While gantenerumab lacked sufficient clinical benefit for continued development, Roche is developing trontinemab, a novel, distinct monoclonal antibody. Trontinemab uses a Brainshuttle technology to gain enhanced brain access via transferrin receptor 1–mediated transcytosis at the capillary level, in combination with a gantenerumab-derived immunoglobulin G framework as an anti-Aβ binder. It is hypothesized that the ability to use low doses and to deliver the therapy more directly into the brain parenchyma may result in additional safety benefits, such as reduced ARIA risk.

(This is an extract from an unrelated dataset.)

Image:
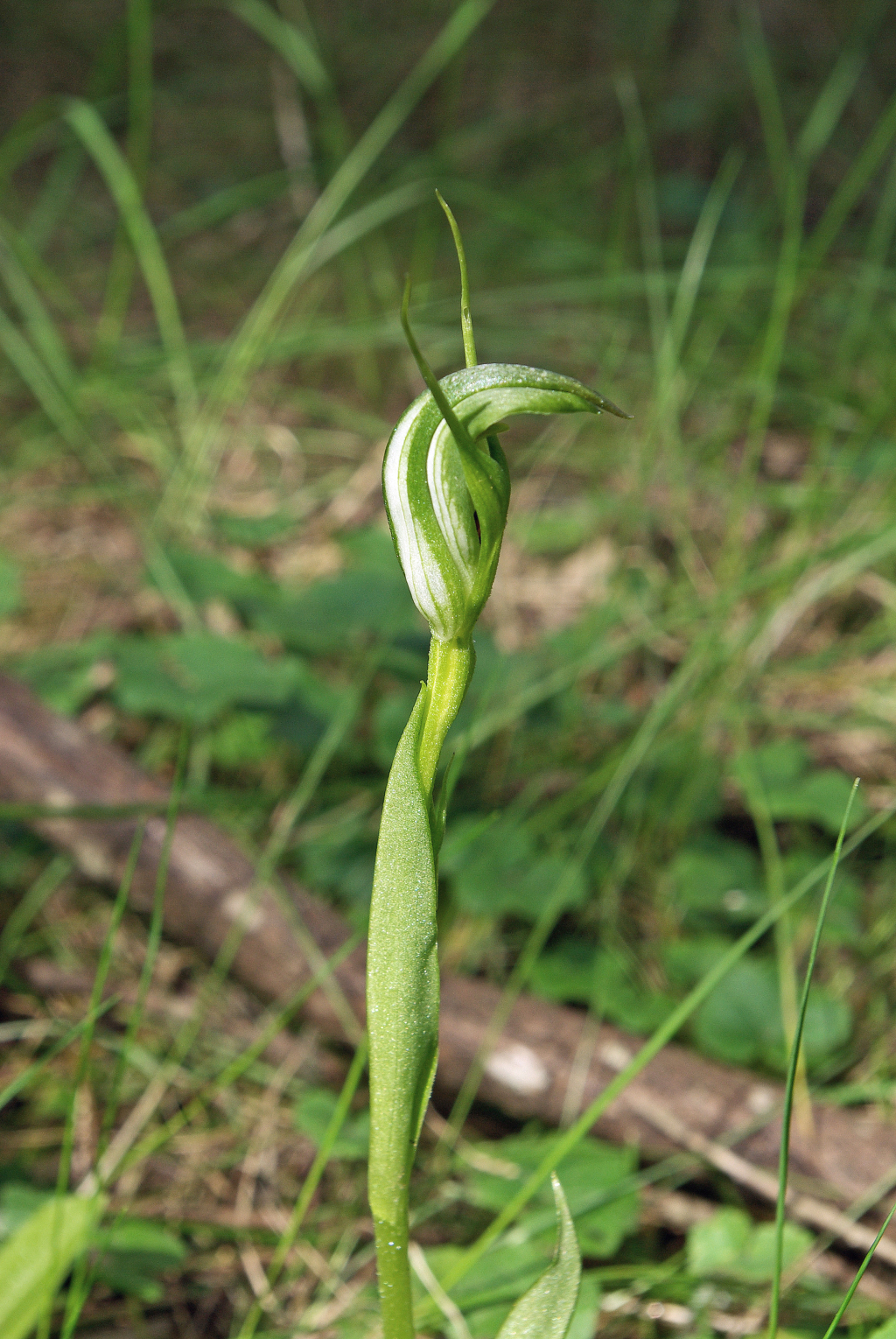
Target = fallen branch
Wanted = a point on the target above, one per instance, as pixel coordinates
(50, 761)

This is supported by preliminary results from an ongoing phase 1b/2a study (NCT04639050) suggesting rapid and robust amyloid lowering by trontinemab with low ARIA incidence.
Conclusions
Data from 1939 participants in 2 phase 3 studies with gantenerumab in early symptomatic AD allowed for characterization of ARIA-E with gantenerumab. Severity of AD–related amyloid neuropathology (lower CSF Aβ42) and comorbid cerebrovascular pathology (Fazekas score, total SS, and total microhemorrhage counts) may be important baseline ARIA-E risk factors, in addition to APOE ε4 allele count, and, in part, may increase risk because of higher baseline CAA burden. Symptomatic ARIA-E events tended to be radiologically more severe and were more frequently associated with ARIA-H vs asymptomatic cases. Although APOE ε4 allele count is associated with increased ARIA-E risk and increased radiological severity, it did not appear to influence symptomatic status among those who developed ARIA-E. In most participants, ARIA-E did not have a long-term impact on cognitive and functional performance.
These findings may be considered in clinical practice when prescribing anti-Aβ mAbs for early AD and developing individualized safety monitoring plans. Further evaluation of the identified potential ARIA-E risk factors in the context of other anti-Aβ mAbs is recommended.